What was the point of mind-controlling the small army of people? If the mind flayer was just going to consume them all anyways, why not just use Billy as bait, then consume them to begin with? The ruse really seemed unnecessary and a waste of time. A plot device for stalling while the kids decipher what is going on with Billy. Billy said that the mind flayer was building up to fight El, and that he was only ready to attack because they “could see El now.” Does the mind flayer not remember the last time he saw El…end of last season?
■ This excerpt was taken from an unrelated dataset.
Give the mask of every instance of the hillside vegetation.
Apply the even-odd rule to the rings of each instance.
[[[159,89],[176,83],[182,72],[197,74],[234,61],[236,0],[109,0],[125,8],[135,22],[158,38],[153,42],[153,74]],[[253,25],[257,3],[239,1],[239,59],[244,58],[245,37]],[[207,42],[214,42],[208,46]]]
Finally, I don’t understand the death of the mind flayer? Will Byers led the audience to believe that the mind flayer existed in their world because a piece of it was cast out of Will after El closed the gate in season 2. Sooo….why does closing the gate in season 3 kill the mind flayer? The whole premise for the villain to be alive is a remnant of him survived the gate closing in season 2, grew huge with power, and then is killed by the very thing that couldn’t kill it when it was at its weakest in season 2? Seems…irresponsibly written at best.

Overall Reaction

I, being a normal human, am a big fan of the Stranger Things franchise. There were alot of things I liked about this season, and they seemingly did a much better job of setting up future Russian-based seasons. El remains an incredibly strong heroine for the series, with a cast of diverse characters with varying opinions and motivations. With a good mix of emotion, relatability, and special effects, Stranger Things continues to deliver on its original promise: a group of unspectacular kids, with unspectacular problems, met a spectacular friend and together saved the world. The few flaws in the series are generally insignificant, since the audience has to suspend their disbelief to really get into the show anyways. While overall, not quite as good as the original season, it is quality entertainment, and I look forward to the rescue of Hopper from the Upside Down in season 4. Because, ya know, that’s what’s gonna happen. Overall ranking: 7.8/10.